It was September 1983. Three weeks before, the Soviet air force had shot down a Korean airliner and Cold War tensions were running high. Stanislav Petrov, the hero of this story, was duty officer in the Soviet missile early warning centre at Oko, when the computers reported that a ballistic missile had been fired from the USA, closely followed by five more.
Within seconds, the system had gone through thirty stages of confirmation. The attack was real.
What was he to do? His training and military protocol demanded that he should report it. His colleagues who had trained entirely in the military (Petrov was trained as an engineer) certainly would have done so. There then would have followed the most tremendous nuclear holocaust, resulting in death and destruction on both sides. But he had a nagging doubt. He had been led to expect that any attack from the Americans would be overwhelming. Why fire only six missiles? What was the point?
So Petrov reported a false alarm, and thereby saved the world. It transpired that the system had been triggered by an unusual combination of clouds and sunlight as the Soviet satellite flew over North Dakota. He was praised to start with, but was eventually reprimanded for failing to organise the paperwork properly (tickbox, Soviet-style).
Then he was moved to a less sensitive position. Almost certainly, the NATO military would have acted the same way – missing the point, as tickbox does. The real point is that sometimes you have to break the rules or depart from the process to do a good job.
And in today’s tickbox world, that may often happen.
At the same time, tickbox is expanding everywhere. Judges in some US states are using predictive software to work out how likely it is that a guilty prisoner will reoffend so that they can impose the right sentence. Bear in mind that the prisoners will not yet have reoffended and that the algorithm puts a great deal of weight on their answers to questions like: ‘Is it ever right to steal to feed your children?’ The software tends to predict that black people are twice as likely to reoffend as white people.
The problem is that human beings need to provide some oversight, as Stanislav Petrov managed to do so heroically. The political problem is that tickbox can’t always tell the difference between what a group of people might need, sometimes for the good of the group as a whole, and what an individual might need.
In medicine, it may only be a matter of time before some individuals can be treated entirely by algorithm, but it is not clear that any tickbox system – however sophisticated – can ever treat everyone or provide a fair assessment of how likely it is that a criminal will abscond or reoffend, or that a small business owner will thrive or fail. In order to be fair, those kind of decisions require an element of trust, intuition and understanding of context.
This is the opposite direction of travel from that currently happening. That story is one that I included in my Tickbox book, and I couldn’t help thinking about it – not just in relation to the Russian invasion of Ukraine, but especially since Putin put his nuclear forces on ‘special alert’, whatever that means.
The problem here is exactly the same as the post office scandal – that when you are very senior in an organisation, you lose touch with reality. You tend to believe whatever figures are produced by computer programmes are true – in fact the tickbox delusion only really afflicts those who run the world.
This is increasingly a problem. “Computer-says-no culture runs the world,” said Marina Hyde in the Guardian about the postmasters and mistresses scandal:
“Today, technology is deferred to even in the face of human tragedy far more than it was 20 years ago. Spool onward in the timeline and you will find more and more examples of ways in which technology was deemed to know best. In 2015, it emerged that in one three-year period, 2,380 sick and disabled people had died shortly after being declared “fit for work” by a computerised test, and having their sickness benefits withdrawn. Today, bereaved parents are told that nothing can be done about the algorithms that pushed their teenage children remorselessly in the direction of content they believe ultimately contributed to them taking their own lives, even as a Facebook whistleblower recently said that firm was “unwilling to accept even little slivers of profit being sacrificed for safety…”

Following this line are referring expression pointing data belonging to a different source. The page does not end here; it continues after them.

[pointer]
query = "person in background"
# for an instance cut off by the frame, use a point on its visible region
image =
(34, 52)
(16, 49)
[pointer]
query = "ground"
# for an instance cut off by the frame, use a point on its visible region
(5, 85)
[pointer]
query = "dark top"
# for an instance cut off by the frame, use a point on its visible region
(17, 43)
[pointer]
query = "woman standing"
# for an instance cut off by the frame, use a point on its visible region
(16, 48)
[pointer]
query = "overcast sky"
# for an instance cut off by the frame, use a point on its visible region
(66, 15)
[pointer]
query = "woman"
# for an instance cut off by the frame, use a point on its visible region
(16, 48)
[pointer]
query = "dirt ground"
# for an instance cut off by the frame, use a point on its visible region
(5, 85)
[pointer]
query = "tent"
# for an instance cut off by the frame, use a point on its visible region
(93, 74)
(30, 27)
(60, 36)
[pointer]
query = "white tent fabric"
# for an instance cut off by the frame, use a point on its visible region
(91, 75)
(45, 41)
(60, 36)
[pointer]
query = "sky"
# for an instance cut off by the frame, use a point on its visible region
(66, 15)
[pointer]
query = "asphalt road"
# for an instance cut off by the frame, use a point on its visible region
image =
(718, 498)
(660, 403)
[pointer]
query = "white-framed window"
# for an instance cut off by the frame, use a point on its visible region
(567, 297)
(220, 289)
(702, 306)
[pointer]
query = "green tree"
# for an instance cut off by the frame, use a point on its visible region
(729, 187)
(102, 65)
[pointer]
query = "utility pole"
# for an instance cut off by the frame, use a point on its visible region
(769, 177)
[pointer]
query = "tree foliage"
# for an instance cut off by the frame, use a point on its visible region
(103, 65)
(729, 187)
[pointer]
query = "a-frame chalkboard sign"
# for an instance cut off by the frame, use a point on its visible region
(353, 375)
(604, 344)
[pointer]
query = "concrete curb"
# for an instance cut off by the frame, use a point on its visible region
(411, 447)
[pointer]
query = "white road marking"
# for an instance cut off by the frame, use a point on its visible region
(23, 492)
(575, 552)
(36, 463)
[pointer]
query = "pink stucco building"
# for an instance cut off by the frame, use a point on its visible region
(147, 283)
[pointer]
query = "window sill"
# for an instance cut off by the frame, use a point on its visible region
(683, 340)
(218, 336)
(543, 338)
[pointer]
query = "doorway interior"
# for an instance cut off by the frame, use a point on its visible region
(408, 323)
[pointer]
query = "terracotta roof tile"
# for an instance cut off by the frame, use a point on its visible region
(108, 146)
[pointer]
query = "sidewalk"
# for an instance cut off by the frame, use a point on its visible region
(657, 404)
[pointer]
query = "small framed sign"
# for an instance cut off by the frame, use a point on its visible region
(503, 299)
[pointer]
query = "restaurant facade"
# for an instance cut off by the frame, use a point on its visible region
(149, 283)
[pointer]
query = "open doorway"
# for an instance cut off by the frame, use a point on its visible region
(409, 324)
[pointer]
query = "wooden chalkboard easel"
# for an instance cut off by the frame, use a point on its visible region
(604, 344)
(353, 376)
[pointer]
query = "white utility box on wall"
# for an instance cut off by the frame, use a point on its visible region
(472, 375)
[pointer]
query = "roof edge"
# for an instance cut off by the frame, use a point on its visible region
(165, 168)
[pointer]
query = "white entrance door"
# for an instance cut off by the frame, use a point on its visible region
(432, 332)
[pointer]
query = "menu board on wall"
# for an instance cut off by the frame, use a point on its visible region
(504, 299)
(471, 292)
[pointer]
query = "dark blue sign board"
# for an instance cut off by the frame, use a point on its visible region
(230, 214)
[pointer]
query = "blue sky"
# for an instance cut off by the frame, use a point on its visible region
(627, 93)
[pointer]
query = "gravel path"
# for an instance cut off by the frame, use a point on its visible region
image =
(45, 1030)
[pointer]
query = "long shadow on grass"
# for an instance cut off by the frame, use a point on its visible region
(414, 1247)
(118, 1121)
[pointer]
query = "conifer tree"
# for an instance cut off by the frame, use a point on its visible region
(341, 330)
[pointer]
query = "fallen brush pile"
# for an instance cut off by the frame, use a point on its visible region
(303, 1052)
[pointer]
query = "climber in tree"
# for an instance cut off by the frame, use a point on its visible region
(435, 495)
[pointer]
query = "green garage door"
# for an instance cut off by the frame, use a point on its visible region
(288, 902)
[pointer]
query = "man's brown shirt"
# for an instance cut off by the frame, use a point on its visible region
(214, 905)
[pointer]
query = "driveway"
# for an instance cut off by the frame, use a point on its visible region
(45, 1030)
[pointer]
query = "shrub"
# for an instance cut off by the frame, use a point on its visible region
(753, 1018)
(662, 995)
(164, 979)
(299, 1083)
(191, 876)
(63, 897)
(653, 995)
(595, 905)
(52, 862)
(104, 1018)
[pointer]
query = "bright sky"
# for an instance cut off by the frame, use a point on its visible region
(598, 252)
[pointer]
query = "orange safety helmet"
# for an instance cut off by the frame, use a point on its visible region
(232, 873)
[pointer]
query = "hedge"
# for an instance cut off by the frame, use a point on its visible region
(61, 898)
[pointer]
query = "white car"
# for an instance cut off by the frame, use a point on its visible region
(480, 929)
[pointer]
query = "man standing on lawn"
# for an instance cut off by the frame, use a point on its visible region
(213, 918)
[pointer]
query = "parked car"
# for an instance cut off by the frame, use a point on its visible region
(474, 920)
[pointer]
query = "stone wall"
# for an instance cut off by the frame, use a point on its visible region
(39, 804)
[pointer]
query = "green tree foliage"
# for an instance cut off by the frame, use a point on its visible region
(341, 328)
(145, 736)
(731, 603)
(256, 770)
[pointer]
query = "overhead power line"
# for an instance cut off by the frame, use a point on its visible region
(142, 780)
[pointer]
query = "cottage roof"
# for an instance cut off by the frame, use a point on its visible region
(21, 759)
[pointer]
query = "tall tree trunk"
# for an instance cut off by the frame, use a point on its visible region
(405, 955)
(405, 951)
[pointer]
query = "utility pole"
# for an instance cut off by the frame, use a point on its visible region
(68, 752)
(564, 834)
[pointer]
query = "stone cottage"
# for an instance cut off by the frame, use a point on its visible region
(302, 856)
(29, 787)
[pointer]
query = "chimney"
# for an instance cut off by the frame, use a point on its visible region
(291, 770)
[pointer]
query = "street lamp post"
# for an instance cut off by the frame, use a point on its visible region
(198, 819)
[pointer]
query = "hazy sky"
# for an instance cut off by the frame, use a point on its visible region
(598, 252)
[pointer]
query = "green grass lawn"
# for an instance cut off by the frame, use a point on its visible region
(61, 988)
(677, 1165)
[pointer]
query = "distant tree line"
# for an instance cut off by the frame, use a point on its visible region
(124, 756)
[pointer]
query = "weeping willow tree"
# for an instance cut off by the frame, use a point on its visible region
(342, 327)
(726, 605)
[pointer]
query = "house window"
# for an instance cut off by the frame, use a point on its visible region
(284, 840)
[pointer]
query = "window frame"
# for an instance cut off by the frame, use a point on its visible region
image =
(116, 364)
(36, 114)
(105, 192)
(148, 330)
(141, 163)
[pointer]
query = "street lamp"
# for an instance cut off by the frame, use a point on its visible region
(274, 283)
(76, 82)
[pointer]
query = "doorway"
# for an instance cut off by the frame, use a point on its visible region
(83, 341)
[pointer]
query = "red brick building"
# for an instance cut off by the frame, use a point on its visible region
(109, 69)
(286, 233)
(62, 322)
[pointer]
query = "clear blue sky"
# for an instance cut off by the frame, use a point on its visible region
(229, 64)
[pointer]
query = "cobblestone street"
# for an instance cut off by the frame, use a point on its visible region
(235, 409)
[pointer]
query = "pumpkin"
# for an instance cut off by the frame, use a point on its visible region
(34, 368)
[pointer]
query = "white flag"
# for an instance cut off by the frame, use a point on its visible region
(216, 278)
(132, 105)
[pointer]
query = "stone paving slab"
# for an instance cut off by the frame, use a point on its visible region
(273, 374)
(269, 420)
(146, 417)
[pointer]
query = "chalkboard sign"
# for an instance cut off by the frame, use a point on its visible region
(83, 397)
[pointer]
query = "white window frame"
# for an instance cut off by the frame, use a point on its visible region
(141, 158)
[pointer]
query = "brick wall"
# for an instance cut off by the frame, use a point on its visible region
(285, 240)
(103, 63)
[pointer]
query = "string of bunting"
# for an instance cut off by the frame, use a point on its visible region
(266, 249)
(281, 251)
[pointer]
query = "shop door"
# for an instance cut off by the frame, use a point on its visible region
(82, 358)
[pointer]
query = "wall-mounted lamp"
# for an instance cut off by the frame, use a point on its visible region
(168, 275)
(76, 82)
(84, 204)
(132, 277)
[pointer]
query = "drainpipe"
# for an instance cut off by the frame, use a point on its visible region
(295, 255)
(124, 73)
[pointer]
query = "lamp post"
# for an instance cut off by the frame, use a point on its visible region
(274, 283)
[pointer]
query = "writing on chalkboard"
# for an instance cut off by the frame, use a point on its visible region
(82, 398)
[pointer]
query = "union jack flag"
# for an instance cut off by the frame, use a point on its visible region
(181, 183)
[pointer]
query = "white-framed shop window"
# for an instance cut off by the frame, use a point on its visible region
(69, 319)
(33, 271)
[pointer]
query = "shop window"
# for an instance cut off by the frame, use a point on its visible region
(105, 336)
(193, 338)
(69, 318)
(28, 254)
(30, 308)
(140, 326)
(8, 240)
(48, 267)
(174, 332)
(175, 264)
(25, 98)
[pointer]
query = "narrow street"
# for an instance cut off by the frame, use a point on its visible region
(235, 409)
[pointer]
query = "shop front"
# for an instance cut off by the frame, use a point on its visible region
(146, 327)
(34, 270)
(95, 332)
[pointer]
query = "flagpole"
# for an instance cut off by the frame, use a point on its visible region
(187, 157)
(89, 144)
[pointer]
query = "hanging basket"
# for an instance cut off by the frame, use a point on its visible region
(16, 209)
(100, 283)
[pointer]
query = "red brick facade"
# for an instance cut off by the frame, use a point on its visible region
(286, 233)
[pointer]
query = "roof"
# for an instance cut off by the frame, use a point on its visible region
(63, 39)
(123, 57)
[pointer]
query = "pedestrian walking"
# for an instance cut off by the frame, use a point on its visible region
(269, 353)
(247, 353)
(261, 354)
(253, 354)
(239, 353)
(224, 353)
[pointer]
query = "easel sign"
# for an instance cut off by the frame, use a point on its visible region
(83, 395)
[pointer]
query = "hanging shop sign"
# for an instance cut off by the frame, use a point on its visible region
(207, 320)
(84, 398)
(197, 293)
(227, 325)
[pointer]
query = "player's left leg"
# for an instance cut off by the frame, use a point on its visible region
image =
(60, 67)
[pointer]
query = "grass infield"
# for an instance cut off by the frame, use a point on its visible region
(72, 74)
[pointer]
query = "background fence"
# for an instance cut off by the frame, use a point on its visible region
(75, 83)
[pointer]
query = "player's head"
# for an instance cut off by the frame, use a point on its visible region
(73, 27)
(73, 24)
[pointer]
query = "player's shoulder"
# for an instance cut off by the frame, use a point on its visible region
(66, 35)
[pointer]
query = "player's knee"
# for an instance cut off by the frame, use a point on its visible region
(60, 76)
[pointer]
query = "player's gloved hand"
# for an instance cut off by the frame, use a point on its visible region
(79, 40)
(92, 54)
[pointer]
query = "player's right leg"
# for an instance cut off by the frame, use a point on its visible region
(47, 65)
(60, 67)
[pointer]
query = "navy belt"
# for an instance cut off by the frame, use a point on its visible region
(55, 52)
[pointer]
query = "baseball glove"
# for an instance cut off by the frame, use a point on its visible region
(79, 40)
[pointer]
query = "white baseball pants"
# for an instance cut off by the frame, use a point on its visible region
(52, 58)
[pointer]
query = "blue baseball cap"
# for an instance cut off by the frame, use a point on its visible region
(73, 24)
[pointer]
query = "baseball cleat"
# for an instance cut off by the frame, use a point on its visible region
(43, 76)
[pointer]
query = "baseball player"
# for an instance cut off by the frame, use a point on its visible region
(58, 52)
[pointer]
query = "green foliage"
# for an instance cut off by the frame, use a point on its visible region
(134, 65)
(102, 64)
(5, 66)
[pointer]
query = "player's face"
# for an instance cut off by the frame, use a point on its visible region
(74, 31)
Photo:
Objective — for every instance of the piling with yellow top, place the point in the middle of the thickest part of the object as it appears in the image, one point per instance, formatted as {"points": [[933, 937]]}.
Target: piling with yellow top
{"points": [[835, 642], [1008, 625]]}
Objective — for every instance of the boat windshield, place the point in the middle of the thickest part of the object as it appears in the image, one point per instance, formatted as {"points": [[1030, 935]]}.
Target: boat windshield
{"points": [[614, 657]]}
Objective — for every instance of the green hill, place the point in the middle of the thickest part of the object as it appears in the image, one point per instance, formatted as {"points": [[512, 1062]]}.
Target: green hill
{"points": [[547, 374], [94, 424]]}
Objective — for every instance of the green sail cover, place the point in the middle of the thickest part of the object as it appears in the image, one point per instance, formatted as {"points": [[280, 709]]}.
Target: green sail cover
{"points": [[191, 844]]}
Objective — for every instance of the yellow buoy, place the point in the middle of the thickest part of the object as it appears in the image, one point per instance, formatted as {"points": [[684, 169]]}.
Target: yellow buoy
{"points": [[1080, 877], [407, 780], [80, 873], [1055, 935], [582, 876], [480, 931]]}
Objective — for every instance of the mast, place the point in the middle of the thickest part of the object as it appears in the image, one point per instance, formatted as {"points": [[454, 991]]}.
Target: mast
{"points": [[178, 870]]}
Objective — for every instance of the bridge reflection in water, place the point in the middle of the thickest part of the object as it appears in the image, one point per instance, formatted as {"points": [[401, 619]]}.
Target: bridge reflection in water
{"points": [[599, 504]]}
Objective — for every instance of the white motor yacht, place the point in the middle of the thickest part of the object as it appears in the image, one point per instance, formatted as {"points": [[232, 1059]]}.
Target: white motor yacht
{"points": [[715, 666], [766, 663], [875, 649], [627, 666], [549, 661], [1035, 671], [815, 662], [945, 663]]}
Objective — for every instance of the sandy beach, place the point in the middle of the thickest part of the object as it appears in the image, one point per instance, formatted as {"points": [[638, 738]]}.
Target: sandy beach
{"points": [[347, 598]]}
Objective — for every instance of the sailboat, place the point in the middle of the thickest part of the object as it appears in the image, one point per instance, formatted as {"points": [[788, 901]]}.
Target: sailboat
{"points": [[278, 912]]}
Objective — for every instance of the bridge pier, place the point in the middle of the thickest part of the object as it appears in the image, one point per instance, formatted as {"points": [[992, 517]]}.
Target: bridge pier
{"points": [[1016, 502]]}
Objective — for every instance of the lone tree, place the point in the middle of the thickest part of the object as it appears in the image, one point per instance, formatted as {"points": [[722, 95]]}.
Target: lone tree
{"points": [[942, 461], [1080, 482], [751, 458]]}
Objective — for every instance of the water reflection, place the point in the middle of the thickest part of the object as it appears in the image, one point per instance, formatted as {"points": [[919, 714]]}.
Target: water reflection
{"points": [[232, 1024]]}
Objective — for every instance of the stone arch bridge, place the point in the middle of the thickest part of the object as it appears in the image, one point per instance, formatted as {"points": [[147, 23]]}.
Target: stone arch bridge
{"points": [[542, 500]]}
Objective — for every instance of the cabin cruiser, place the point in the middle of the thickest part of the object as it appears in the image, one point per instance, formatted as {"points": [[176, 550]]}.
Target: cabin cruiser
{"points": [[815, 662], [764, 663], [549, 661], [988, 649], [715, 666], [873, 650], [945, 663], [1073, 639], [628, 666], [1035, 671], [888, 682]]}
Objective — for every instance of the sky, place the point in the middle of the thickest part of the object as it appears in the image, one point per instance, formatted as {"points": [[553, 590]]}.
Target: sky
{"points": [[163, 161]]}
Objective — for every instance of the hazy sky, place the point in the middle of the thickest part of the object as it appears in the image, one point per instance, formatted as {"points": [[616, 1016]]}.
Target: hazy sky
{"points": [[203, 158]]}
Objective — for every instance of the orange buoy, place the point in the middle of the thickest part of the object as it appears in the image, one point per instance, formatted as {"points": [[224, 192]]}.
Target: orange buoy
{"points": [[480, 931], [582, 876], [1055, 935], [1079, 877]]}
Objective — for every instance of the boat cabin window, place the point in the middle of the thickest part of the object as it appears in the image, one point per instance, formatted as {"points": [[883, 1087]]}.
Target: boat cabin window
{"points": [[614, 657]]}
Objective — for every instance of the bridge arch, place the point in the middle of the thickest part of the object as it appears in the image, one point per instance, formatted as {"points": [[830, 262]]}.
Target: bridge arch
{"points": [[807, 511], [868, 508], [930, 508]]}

This has a clear implication for war – which is increasingly tickboxed – and it underlines the peril the world now finds itself…
We have a brief moment when everyone feels more proud and connected – thanks to the unprecedented feeling of unity across Europe, not just Germany and France but also Poland and Hungary.
But this is also now highly dangerous and, although we are in the early stages of this conflict now – and we don’t yet know how insane Putin has become – we need to peer ahead a little, if we can.
So what is likely to be on our minds, once the ‘gallant Belgium’ period is over and Liz Truss’s volunteer fighters will have been part of the Ukrainian international brigade for some weeks? I believe our own government may be facing complaints – rather as they were early in the Second World War – about their failure to pay anything towards protecting their own population.
If there is a tickbox issue about nuclear weapons on either side, it amounts to much the same thing. It is right that I should feel insecure for myself and my family – given what they are going through in the Ukraine – but is it right that I should feel quite as vulnerable as I do?